19 Nisan tarihli Sunday Times Başbakan’ın zor bir seçim yapması gerektiğini, ya ekonomik ölüm ya da insanların ölümünü seçmesi gerektiğini yazdı. Yaşlı bakımevlerinde ise ayrı bir trajedi yaşanmakta, yaşlılar birer birer ölüme gitmekte. Bugüne kadar bu bakımevlerinde 4 binin üstünde ölüm gerçekleştiği ve bu rakamların resmi istatistiklere geçmediği belirtilmekte.

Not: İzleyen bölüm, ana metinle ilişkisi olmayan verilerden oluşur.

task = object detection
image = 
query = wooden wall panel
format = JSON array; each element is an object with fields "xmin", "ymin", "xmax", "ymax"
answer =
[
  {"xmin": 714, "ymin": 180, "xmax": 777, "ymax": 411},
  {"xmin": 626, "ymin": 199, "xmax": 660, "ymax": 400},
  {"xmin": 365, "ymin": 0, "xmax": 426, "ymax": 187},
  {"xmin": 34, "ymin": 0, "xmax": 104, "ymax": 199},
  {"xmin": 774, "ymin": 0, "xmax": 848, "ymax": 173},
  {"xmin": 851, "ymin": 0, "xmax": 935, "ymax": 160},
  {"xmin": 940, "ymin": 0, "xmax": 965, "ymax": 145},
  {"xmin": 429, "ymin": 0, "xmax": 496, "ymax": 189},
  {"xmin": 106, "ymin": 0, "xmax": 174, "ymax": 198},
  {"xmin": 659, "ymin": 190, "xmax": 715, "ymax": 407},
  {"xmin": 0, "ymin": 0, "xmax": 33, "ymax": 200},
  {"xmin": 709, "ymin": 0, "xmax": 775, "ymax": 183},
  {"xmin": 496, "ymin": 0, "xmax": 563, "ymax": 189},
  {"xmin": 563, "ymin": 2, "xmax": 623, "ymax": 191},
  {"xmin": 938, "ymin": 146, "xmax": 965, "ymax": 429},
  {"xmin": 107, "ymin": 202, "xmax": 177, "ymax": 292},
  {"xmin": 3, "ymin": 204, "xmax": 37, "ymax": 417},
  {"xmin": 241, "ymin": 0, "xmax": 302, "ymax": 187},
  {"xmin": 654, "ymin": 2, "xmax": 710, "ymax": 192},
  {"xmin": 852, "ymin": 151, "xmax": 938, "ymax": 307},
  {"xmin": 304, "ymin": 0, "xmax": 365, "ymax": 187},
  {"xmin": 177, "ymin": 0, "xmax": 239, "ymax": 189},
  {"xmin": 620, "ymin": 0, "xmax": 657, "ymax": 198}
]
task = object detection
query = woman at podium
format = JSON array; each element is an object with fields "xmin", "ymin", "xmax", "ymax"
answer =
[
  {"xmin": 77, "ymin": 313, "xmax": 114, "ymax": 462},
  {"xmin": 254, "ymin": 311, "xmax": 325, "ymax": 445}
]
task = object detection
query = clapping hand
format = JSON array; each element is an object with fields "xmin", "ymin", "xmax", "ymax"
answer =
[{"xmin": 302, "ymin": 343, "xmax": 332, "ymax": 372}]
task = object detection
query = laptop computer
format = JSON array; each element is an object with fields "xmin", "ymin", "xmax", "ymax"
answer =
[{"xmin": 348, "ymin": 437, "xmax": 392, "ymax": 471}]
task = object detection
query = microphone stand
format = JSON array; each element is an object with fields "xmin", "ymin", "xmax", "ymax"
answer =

The Guardian gazetesinin haberine göre koronavirüs ülkeye geldiğinde hükümet yeni seçilmiş olmanın sarhoşluğundaydı ve akılları Brexit sürecindeydi. Başbakan Karayip adalarına tatile gitmişti. Hamile sevgilisiyle balayı havasındaydı. Başbakanın en yakın danışmanı Dominic Cummings ise kendi damgasını vurma peşinde üst düzey devlet memurlarına savaş açmıştı. İşçi Partisi dört seçim kaybetmiş ve lidersizdi. Başbakan 13 Şubatta yeni kabinesini kurdu ve kabinede büyük değişiklikler yaptı.

Gazetenin haberine göre 31 Ocak’taki ilk korona vakasından 11 hafta sonra Birleşik Krallık kendini çok zor bir durumda buldu. Ekonomi bozulmuş, binlerce kişi hastalanıp ölmüştü. Almanya, Güney Kore, Tayvan, Yeni Zelanda gibi birçok ülke bu sınavdan başarıyla çıkmıştı. Birleşik Krallık da istese benzer bir şekilde çıkabilirdi. Hükümetin üst üste yaptığı hatalarla uzmanlar en az 20 bin ölü olacağını ve muhtemelen Avrupa’nın en çok kayıp veren ülkesi olarak istatistiklerde yer alacağını belirtiyor.

ARTIK ÇOK GEÇ

Imperial College’dan David Nabarro Dünya Sağlık Örgütü’nün net bir şekilde uyarıyı yaptığını, Birleşik Krallık’ın önlem almadığını, sürü bağışıklığı gibi yanlış bir yola giren tek ülke olduğunu söylüyor. Gazetenin haberi hükümetin sonunda geri adım atıp önlem almaya başladığını ama çok gecikmiş olduğunu ekliyor. Haber bu tavırda olan diğer ülkenin de ABD olduğuyla son buluyor.

TÜRKİYE'NİN YARDIMLARI KONUŞULUYOR

Birleşik Krallık’taki bir diğer gündem ise Türkiye’nin yardımları. 18 Nisan’da Birleşik Krallık İskan, Topluluklar ve Yerel Yönetimler Bakanı Robert Jenrick, günlük basın toplantısında, koruyucu malzemenin tükenmesiyle ilgili soru üzerine, Türkiye'den yeni bir sevkiyat beklediklerini söyledi. Jenrick, "Türkiye'den yaklaşık 84 tonluk büyük bir kişisel koruyucu malzeme sevkiyatı bekliyoruz. Bunun içinde 400 bin önlük de olacak. 19 Nisan’da burada olmasını bekliyoruz" dedi.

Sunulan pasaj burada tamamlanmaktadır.